En tant qu’expert en marchés publics, il est essentiel d’examiner les répercussions géopolitiques majeures et leur influence sur l’économie nationale. La crise en Ukraine, évoluant vers un conflit ouvert en 2023, a non seulement bouleversé l’ordre politique européen, mais a également eu des répercussions profondes sur les marchés publics français. L’instabilité régionale a mis à l’épreuve la résilience des chaînes d’approvisionnement, la stratégie d’acquisition et la sécurité énergétique, impactant de manière significative plusieurs secteurs clés.
Le premier secteur à subir l’impact de la guerre en Ukraine est, sans surprise, l’énergie.

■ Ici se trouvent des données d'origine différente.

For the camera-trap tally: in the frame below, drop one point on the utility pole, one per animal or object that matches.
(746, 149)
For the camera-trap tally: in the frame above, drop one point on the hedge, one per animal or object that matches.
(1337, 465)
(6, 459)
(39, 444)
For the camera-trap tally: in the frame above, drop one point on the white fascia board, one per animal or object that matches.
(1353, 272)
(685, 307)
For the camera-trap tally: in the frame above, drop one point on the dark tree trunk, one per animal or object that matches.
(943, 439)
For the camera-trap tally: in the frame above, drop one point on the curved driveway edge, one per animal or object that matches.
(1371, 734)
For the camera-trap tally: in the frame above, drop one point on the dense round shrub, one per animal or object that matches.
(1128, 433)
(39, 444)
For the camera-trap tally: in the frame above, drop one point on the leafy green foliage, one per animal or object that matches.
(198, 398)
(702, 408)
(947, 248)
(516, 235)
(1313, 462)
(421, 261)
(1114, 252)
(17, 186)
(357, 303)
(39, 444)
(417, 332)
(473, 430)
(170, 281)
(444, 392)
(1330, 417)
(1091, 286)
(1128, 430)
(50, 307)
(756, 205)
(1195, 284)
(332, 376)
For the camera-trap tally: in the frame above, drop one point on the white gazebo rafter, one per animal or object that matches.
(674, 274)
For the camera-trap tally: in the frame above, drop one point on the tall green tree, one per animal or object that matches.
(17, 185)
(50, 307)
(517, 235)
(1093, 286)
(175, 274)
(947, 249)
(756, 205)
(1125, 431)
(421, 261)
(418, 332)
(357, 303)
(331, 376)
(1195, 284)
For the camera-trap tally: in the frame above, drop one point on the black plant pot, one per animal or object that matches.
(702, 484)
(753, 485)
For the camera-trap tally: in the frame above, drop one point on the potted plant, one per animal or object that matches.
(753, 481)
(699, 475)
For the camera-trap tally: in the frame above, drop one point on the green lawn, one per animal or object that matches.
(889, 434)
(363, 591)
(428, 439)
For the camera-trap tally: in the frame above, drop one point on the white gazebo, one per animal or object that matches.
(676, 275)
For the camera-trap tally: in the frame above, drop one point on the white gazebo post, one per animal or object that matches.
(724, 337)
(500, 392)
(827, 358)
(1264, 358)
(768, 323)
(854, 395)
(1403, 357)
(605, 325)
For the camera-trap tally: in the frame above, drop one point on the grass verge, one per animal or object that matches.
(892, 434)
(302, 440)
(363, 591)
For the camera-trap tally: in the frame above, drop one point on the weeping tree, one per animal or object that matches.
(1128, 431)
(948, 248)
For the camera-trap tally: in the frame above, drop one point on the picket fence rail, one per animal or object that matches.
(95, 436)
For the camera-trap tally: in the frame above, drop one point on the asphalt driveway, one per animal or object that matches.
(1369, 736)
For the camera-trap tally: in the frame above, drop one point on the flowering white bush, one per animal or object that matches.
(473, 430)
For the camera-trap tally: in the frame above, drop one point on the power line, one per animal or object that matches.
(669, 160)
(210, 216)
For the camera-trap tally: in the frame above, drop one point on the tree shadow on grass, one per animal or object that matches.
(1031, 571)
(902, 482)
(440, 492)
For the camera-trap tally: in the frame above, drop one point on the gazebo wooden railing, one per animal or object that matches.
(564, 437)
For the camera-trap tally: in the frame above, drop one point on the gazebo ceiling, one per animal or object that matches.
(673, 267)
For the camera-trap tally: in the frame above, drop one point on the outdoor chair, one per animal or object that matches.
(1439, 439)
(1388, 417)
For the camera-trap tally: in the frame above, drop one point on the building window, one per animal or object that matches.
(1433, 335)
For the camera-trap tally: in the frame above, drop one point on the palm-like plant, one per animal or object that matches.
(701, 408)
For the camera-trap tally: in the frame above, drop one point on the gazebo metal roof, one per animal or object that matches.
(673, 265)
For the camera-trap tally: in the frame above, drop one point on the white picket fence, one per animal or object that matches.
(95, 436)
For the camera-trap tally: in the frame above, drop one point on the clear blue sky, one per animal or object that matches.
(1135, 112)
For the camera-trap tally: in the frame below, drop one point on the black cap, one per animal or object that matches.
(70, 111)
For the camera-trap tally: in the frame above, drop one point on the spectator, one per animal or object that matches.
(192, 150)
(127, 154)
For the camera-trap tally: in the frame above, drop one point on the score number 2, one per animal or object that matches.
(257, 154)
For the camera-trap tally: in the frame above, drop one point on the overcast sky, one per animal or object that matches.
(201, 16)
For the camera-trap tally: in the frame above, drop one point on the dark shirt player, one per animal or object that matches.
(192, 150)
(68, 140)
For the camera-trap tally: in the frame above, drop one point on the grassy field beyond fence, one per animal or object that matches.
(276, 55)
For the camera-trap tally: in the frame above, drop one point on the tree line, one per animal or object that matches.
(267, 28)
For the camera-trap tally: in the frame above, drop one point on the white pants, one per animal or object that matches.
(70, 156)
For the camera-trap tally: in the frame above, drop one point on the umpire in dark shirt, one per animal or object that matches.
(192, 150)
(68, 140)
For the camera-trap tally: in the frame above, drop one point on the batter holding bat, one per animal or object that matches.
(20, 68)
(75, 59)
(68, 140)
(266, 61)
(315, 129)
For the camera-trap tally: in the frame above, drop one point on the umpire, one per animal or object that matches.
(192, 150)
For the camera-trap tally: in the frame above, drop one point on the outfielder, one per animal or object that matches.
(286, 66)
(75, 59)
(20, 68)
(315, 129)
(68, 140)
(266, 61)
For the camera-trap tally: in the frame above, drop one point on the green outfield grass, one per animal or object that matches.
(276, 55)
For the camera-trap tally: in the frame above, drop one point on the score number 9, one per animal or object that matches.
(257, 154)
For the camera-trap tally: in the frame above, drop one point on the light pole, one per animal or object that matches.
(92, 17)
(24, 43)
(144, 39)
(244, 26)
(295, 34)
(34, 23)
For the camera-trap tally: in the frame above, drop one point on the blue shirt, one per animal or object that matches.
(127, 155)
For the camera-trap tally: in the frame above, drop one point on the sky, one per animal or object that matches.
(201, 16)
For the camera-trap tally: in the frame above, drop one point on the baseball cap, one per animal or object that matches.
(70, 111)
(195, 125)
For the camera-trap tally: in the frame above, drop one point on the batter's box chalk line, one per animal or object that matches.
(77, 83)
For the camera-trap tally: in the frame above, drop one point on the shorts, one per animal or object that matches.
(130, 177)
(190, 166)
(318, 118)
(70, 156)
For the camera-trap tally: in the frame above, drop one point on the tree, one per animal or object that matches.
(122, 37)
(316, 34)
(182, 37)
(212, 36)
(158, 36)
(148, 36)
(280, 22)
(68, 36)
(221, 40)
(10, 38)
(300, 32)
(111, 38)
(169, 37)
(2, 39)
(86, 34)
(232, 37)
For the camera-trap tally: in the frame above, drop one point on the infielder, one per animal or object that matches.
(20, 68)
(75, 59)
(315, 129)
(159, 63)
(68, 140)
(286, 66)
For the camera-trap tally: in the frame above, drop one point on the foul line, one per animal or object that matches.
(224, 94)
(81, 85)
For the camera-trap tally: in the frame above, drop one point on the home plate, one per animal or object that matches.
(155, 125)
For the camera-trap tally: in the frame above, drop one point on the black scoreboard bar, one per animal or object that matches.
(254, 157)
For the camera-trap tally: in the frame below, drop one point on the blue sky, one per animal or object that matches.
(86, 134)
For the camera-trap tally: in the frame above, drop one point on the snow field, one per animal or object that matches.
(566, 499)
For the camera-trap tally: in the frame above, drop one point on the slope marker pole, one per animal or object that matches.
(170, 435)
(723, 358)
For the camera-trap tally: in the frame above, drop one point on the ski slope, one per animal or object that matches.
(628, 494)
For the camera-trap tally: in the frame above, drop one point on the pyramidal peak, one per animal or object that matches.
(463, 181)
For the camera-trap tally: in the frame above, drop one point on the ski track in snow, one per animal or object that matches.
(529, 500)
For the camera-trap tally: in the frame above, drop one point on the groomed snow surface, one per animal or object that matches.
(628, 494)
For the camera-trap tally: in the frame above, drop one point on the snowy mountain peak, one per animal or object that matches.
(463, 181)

Historiquement, la France a été fortement dépendante des importations de gaz naturel, une part non négligeable provenant de la Russie, transportée à travers l’Ukraine. Le conflit a gravement perturbé ces routes d’approvisionnement, mettant en péril non seulement la sécurité énergétique de la France mais aussi ses engagements en matière de marchés publics. En réponse, le gouvernement français a dû réévaluer de toute urgence ses fournisseurs, se tourner vers des alternatives plus coûteuses et investir davantage dans les énergies renouvelables. Cela a entraîné une augmentation des appels d’offres dans le secteur public pour des projets énergétiques locaux et durables, une tendance qui devrait se poursuivre à mesure que la France cherche à atténuer sa dépendance géopolitique.
Le secteur de la défense et de la sécurité a également été mis en lumière par la crise. Face à une OTAN en état d’alerte et à une Europe préoccupée par la sécurité, la France a vu une augmentation des investissements dans la défense. Les marchés publics ont reflété cette priorité, avec une augmentation notable des appels d’offres liés à l’équipement militaire, à la cybersécurité, et aux technologies de renseignement. En outre, le gouvernement a renforcé les critères d’attribution des contrats pour privilégier la sécurité et la souveraineté nationale, favorisant les fournisseurs nationaux et imposant des exigences strictes en matière de sécurité des données et de la chaîne d’approvisionnement.
Un autre secteur affecté de manière inattendue est celui de la santé. La perturbation des chaînes d’approvisionnement mondiales a retardé la livraison de médicaments et d’équipements médicaux essentiels, exposant la vulnérabilité des systèmes de santé aux chocs géopolitiques. En réponse, les marchés publics dans le secteur de la santé ont adopté une approche plus stratégique, en privilégiant la diversification des sources d’approvisionnement, en investissant dans la production locale de médicaments essentiels, et en renforçant la capacité de réponse aux crises.
Le secteur de la construction, en particulier les infrastructures critiques, a également ressenti l’impact. Avec la crise, les matières premières, notamment l’acier et le gaz naturel, sont devenues plus rares et plus chères. Les projets d’infrastructure publique ont connu des retards et des réévaluations budgétaires, obligeant les entités publiques à renégocier les contrats et à rechercher des solutions plus rentables et résilientes. Les marchés publics ont commencé à intégrer des critères de résilience et de durabilité, en particulier pour les projets d’infrastructure critiques.
Enfin, l’industrie manufacturière a été confrontée à une double crise : la perturbation de la chaîne d’approvisionnement et la fluctuation des demandes du marché. La réponse à travers les marchés publics a été nuancée : d’une part, une tendance à la « relocalisation » où le gouvernement favorise les fournisseurs locaux pour stimuler l’économie nationale, et d’autre part, une diversification urgente des chaînes d’approvisionnement pour éviter les goulets d’étranglement futurs.
En conclusion, la crise en Ukraine a servi de révélateur, mettant en évidence la nécessité d’une plus grande résilience et souveraineté à travers les secteurs clés des marchés publics français. Elle a accéléré des changements stratégiques, notamment une réduction de la dépendance énergétique, un investissement renforcé dans la défense, une autonomie accrue dans le secteur de la santé, et une plus grande durabilité et résilience dans la construction et la fabrication. Alors que la situation continue d’évoluer, les entités adjudicatrices françaises sont appelées à naviguer dans ce paysage complexe avec prudence, stratégie et une vision à long terme pour la sécurité et la prospérité nationales.